What for me would be more important is that women who want to be in those roles are encouraged and supported to get there. What Amanda said about the STEM research results is exactly my point also!

This sadly is down to culture / mindset and rules will have little impact on this.

And just to be a sourpuss, Europe isn't so rosy as you'd think. Yes, some areas are far more diverse and excepting, but others are still stuck in the dark ages!

Mary Ramirez Community Leader Oct 10, 2018

Hi @Andy B - PTC

Thank you for participating in this thread. I also believe that it is important to create an inclusive atmosphere where everyone feels like they're not only welcomed but also that their input matters. And thank you for clarifying Europe's awesomeness, I've never lived there and American articles make me believe they're light years ahead of us. 

It's a great thread.

Yes, absolutely. Their input does matter and an inclusive atmosphere helps exponentially.

Haha! You're welcome. I guess like with everything in life there is a balance.... good and bad, ying and yang: for every amazing aspect there is always the antonym.

(Don't forget the impact that the geographical landmass of North America can have on culture. It's a big place. The state of Texas itself covers 9 European countries... there's at least three local regions in that map below with their own dialect that would love to break free from the current country they are in.... :oO #Exclusion)


Very interesting Andy!

I'm generally against ideas that require by law a specific makeup of things like board member, employee ratios, etc. My concern with this is that those on the team could be there simply to fill a quota. I would rather that the industry self govern itself in this area a realize the benefits of a diverse viewpoint rather than be forced to adopt a certain stance.

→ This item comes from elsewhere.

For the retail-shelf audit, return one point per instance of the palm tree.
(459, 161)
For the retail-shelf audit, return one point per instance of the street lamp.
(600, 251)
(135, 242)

Secondly, only specifying that a board has to have women seems somewhat arbitrary to me. Why not also say that they need to have ethnic minorities, disabled people, older people, younger people, gender minorities, religious minorities, etc. The reason is that this would be untenable. It just seems arbitrary to me to  pick one underrepresented group above all others to be required by law.

I would rather see incentives given to companies for working toward diversity and programs created to give underrepresented groups the ability to get into that field if they so choose. But I do not believe the government should make it mandatory.

Monique vdB Community Manager Oct 10, 2018

I can see the arguments against this (and understand the concern that it might backfire on the women who are appointed to boards since they will inevitably be held to a higher and possibly unrealistic standard) but honestly, at this point, I'm happy about this law.  I think this will force the status quo (aka old white dudes) out of their comfort zones and then end up being seen as no big deal to put into place, and overall a net positive to have more diverse perspectives.